Intravenous urography and retrograde pyelography have been obviated due to limited sensitivity and specificity and due to recent advances in cross-sectional imaging. The classic triad seen in IVU includes medial deviation of the middle third of the ureters, luminal tapering of ureters and a bilateral variable degree of hydroureteronephrosis with delayed contrast excretion.
The sensitivity of ultrasound in detecting RPF is low, and only 25% of cases detected on CT show a corresponding abnormality on USG. A well-defined irregularly marginated hypoechoic to anechoic plaque is seen in the prevertebral and paravertebral region, often with secondary hydroureteronephrosis.
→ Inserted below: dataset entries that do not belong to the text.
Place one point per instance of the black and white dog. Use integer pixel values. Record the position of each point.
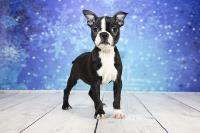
(102, 65)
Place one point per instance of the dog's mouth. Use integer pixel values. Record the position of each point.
(104, 43)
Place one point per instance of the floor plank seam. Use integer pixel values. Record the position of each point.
(40, 117)
(95, 129)
(151, 114)
(177, 100)
(8, 96)
(11, 106)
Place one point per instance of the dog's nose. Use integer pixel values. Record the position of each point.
(104, 35)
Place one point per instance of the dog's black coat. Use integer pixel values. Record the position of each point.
(86, 65)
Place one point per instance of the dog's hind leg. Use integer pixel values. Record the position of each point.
(70, 84)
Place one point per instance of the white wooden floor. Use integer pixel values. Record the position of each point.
(146, 112)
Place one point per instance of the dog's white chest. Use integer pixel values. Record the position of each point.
(107, 71)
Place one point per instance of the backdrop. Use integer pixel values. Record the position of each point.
(159, 44)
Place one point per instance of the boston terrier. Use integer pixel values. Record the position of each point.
(102, 65)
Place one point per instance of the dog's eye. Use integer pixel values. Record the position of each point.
(95, 29)
(114, 29)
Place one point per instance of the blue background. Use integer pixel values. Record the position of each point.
(159, 44)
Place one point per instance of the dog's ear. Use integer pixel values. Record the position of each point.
(119, 17)
(90, 16)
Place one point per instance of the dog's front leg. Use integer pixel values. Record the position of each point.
(99, 112)
(118, 114)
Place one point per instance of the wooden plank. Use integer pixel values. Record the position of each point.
(4, 95)
(191, 99)
(15, 119)
(80, 119)
(14, 100)
(173, 115)
(137, 119)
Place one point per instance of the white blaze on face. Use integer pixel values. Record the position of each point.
(98, 39)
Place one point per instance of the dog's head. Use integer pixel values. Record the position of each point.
(105, 31)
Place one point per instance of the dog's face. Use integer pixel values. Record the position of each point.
(105, 31)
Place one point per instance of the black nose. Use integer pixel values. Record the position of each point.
(104, 35)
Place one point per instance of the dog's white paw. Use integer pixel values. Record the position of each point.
(100, 116)
(118, 114)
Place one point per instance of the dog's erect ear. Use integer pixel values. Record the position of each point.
(119, 17)
(91, 17)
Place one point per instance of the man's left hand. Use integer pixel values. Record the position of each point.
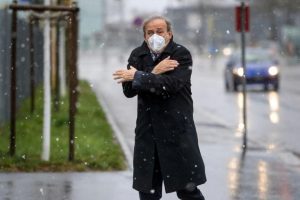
(124, 75)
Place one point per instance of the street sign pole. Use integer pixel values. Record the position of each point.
(243, 19)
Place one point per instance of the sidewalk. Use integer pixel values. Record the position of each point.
(229, 175)
(260, 175)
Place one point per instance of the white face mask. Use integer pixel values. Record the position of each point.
(156, 43)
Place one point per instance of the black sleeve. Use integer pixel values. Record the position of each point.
(167, 83)
(127, 86)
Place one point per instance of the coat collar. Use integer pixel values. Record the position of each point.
(145, 49)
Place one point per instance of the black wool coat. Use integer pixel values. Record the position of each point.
(164, 121)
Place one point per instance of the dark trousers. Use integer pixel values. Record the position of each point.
(156, 192)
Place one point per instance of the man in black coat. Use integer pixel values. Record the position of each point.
(166, 144)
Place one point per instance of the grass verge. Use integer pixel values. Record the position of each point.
(95, 145)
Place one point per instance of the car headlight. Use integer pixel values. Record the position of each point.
(239, 71)
(273, 70)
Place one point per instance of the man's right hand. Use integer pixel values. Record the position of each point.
(165, 65)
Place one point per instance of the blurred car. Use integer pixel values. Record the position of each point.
(261, 68)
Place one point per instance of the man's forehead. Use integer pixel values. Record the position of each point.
(157, 23)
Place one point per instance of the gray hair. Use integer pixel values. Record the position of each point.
(147, 21)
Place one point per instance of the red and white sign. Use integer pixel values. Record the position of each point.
(238, 18)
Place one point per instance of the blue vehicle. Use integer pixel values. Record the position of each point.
(261, 68)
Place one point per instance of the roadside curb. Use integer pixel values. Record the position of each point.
(116, 130)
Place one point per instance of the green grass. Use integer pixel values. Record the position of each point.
(95, 146)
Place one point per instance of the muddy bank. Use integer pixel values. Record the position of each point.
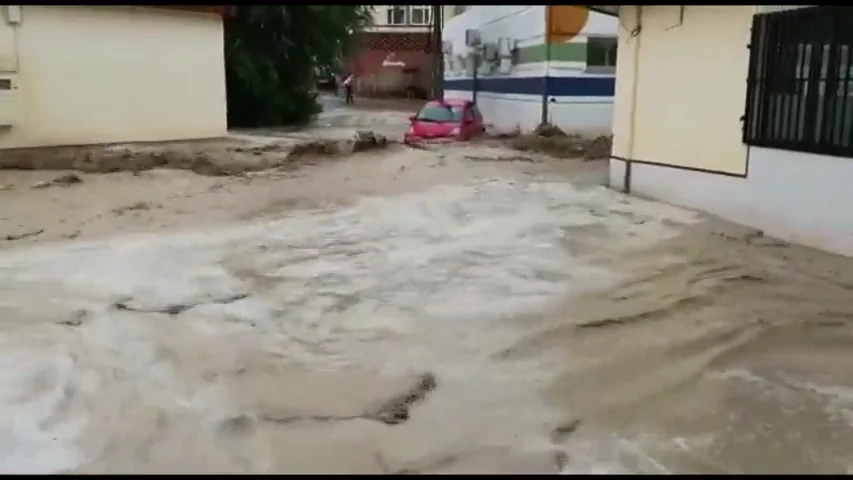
(41, 209)
(216, 157)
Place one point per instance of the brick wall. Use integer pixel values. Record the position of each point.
(413, 50)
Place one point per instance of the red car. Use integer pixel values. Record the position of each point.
(445, 120)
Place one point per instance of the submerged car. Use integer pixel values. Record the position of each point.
(445, 120)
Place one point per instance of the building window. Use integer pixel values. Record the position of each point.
(601, 53)
(800, 81)
(397, 15)
(420, 15)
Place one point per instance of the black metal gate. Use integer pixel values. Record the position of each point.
(799, 87)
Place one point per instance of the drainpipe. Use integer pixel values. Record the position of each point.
(632, 115)
(438, 57)
(544, 108)
(475, 74)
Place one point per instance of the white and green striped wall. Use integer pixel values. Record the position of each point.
(580, 97)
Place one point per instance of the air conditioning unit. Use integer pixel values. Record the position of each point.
(9, 108)
(472, 37)
(505, 46)
(490, 52)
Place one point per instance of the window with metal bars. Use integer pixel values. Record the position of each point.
(800, 82)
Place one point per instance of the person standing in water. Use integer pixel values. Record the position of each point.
(347, 83)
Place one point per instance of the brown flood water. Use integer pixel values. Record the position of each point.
(721, 352)
(510, 324)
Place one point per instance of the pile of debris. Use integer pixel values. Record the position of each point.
(552, 140)
(226, 156)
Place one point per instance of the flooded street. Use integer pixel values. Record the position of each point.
(493, 320)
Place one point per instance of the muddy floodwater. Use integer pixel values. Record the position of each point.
(494, 325)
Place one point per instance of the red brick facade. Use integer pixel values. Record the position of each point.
(390, 64)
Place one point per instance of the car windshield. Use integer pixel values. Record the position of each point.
(440, 113)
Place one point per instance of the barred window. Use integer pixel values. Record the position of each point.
(800, 82)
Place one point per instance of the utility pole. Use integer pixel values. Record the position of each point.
(438, 54)
(548, 36)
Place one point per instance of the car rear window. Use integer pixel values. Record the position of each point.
(440, 113)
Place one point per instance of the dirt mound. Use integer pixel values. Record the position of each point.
(551, 140)
(212, 157)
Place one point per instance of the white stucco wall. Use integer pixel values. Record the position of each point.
(516, 98)
(795, 196)
(115, 74)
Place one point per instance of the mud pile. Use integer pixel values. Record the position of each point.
(551, 140)
(227, 156)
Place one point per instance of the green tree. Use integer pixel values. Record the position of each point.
(271, 53)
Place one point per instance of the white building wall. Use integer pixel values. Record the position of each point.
(795, 196)
(86, 75)
(513, 97)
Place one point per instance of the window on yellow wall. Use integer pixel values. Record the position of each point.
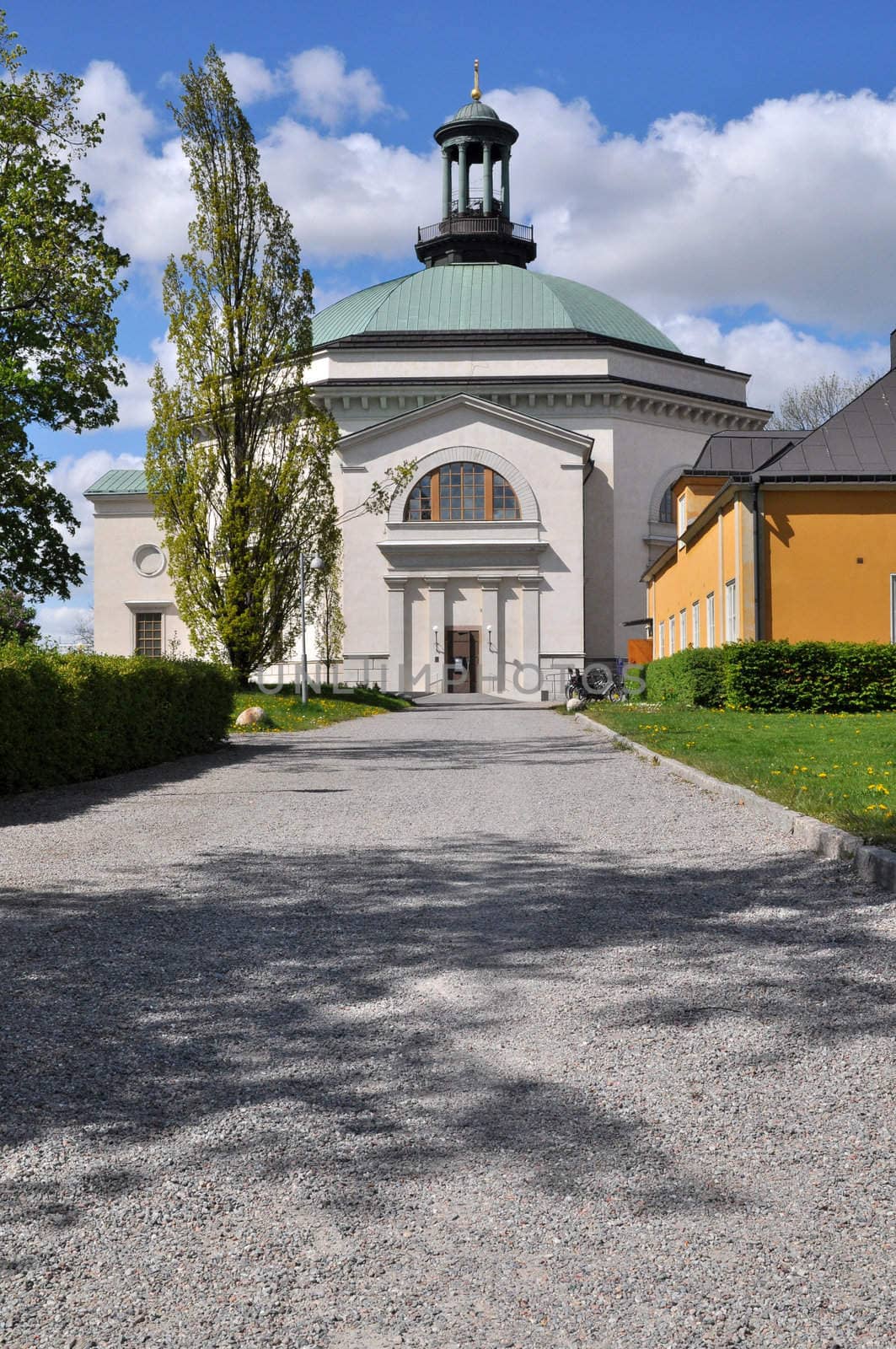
(730, 611)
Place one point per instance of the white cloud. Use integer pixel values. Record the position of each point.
(60, 622)
(135, 405)
(251, 78)
(328, 92)
(792, 207)
(348, 196)
(777, 355)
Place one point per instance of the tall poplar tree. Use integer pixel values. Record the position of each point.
(239, 456)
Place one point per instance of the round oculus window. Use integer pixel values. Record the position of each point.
(148, 560)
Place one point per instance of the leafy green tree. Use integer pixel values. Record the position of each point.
(17, 618)
(239, 455)
(57, 331)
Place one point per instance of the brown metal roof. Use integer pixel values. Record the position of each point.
(858, 442)
(743, 451)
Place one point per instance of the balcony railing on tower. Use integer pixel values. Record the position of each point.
(474, 223)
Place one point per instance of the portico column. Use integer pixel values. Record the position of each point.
(437, 636)
(486, 179)
(490, 669)
(505, 181)
(397, 669)
(446, 184)
(530, 679)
Abdominal ultrasound may aid in the diagnosis of associated conditions such as primary biliary cirrhosis, biliary strictures, portal hypertension, and sclerosing pancreatitis (Fig. 10.17.3.1).
Fig. 10.17.3.1Urography of RPF. (Source: Courtesy of Rafael Oliveira Caiafa, Ana Sierra Vinuesa, Rafael Salvador Izquierdo, Blanca Paño Brufau, Juan Ramón Ayuso Colella, Carlos Nicolau Molina. Retroperitoneal fibrosis: Role of imaging in diagnosis and follow up. RadioGraphics 2013; 33:535–55.)